C’est ainsi qu’au cours de l’une de ces interviews “artisanales”, Omar Sharif, alors réputé pour être accro au bridge, avoue s’être trouvé une nouvelle addiction : la course de chevaux. Aujourd’hui, un tel aveu serait inimaginable à la télé. Un an auparavant, Nizar Kabbani décrivait les Marocains dans ce poème “Mes sentiments sont simples, mon revenu est simple. Je crois en deux choses : le pain et les saints”… Il avait tout compris ?
Le baptême
Mars 62, Hassan II décide que la fête du trône sera l’occasion idéale pour lancer la TVM. Ce sera son premier grand fait d’armes de jeune roi pour “la nation”. Le discours devra être diffusé en direct. Autour de l’unique car-régie que possède la nouvelle chaîne, techniciens et journalistes se démènent dans l’angoisse. Leur formation n’est pas encore achevée. Mais ils devront faire avec, car c’est la volonté du roi. Les répétitions durent un bon moment.
Le succès est d’autant plus difficile à garantir qu’à l’époque, l’image et le son sont enregistrés sur deux bandes différentes qu’il faut ajuster l’une sur l’autre pour la diffusion. Résultat, quelques heures plus tard, lorsque les fourmis de la petite lucarne visionnent la cassette de la toute première image audiovisuelle du pays, elles réalisent la bourde.
Le public a tout vu et entendu, en direct, des premiers bégaiements du présentateur Mohamed Bennani aux essais-ima-ges en passant par les moments de panique et les mises en position des caméras. Aujourd’hui encore, la petite équipe en rit.
On riait de tout
Deux succès de l’époque. Khamiss Al Had (Le jeudi de la chance) et Qabla Al imtihan (Avant l’examen). Le premier animé par Mohamed Bouanani est une émission grand public. Le staff se déplace dans les villes, fait parler les gens et les fait jouer. Une manière drôle et fine de combattre le régionalisme. Les Marocains apprennent à se connaître les uns les autres dans le jeu et l’humour.

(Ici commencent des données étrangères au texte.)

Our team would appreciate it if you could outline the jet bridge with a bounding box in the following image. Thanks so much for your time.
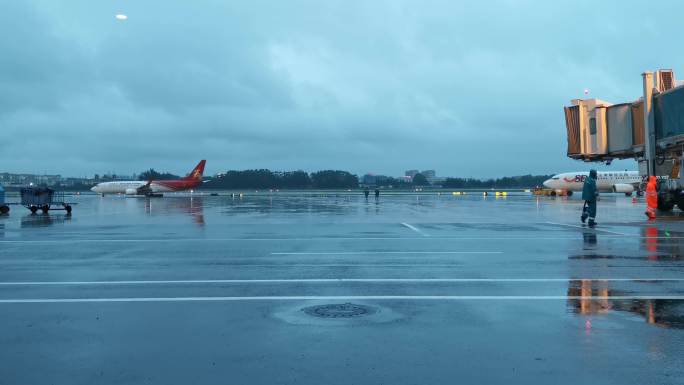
[565,69,684,211]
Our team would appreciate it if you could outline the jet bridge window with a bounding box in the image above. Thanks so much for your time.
[589,118,596,135]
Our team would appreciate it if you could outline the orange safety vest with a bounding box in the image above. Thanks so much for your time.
[646,176,658,214]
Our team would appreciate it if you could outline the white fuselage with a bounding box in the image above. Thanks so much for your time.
[90,180,174,194]
[544,171,642,192]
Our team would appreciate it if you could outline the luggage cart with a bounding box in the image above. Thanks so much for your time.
[20,187,76,214]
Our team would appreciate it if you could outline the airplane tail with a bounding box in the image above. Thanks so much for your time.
[185,159,207,181]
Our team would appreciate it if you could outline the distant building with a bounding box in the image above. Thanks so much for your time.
[361,174,377,186]
[0,172,62,186]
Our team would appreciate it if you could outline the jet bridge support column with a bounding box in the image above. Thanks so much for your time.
[641,71,656,176]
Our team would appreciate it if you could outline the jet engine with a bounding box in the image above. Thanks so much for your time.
[613,183,634,194]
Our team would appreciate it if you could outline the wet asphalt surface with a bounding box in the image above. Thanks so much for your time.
[0,193,684,384]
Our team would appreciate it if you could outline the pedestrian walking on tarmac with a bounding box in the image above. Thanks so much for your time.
[580,170,598,227]
[644,176,658,220]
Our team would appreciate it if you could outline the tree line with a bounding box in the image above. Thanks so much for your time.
[442,174,553,188]
[202,169,359,189]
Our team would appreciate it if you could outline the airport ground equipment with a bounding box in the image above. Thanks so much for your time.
[565,69,684,211]
[0,186,9,214]
[20,187,76,214]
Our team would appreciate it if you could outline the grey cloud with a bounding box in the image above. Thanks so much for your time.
[0,0,684,176]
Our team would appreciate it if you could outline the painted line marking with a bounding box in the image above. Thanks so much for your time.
[0,234,672,244]
[271,251,503,255]
[0,295,684,304]
[0,278,684,286]
[401,222,429,237]
[546,222,630,236]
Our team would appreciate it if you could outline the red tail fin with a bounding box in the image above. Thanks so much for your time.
[185,159,207,180]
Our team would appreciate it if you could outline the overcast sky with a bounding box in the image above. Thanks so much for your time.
[0,0,684,177]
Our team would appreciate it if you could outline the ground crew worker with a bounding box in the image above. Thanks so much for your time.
[581,170,598,227]
[644,176,658,219]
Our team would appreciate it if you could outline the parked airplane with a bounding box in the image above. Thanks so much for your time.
[90,159,206,195]
[544,171,642,195]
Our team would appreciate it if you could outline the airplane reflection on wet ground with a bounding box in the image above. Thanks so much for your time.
[0,193,684,385]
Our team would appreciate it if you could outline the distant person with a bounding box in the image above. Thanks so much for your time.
[644,176,658,220]
[580,170,598,227]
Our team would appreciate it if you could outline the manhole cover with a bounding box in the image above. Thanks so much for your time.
[302,303,376,318]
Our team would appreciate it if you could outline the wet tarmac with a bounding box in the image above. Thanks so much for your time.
[0,192,684,384]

La seconde présentée par Abderrafiï Jouahri s’adresse aux futurs bacheliers. L’enseignement n’a pas encore connu la campagne d’épuration dont il traîne encore les séquelles. Sur un autre registre, l’émission Soura (image) se penche sur les absurdités de la société, les comportements et les préjugés. Tous les programmes, quel que soit leur domaine de prédilection,ont le même mot d’ordre : rire.
On produisait
Pièces de théâtre et séries télévisées constituaient l’essentiel de la production. Et il y en avait pas mal. Pourtant, les moyens étaient minimalistes, une pièce au quatrième étage du théâtre Mohammed V en guise de studio, un plafond si bas que les projecteurs trônaient juste au-dessus de la tête des acteurs, des décors quasi-inexistants par manque d’espace, et des costumes bricolés par les soins de toute l’équipe, souvent empruntés à la garde robe personnelle des acteurs. à cette époque, le différé était un rêve.
Les pièces de théâtre et les séries étaient jouées en direct, tous les jours. Quelques acteurs ont frôlé le drame. Ce fut le cas de Salah Eddine Ben Moussa qui, jouant une scène où il devait se pendre, a failli y passer parce que l’acteur qui lui donnait la réplique a oublié de soutenir ses jambes durant la pendaison. Ben Moussa, étouffant, criait au secours sous le regard des autres qui croyaient que ses cris étaient de l’excès de zèle dans le jeu. L’anecdote est entrée dans les annales de la télé.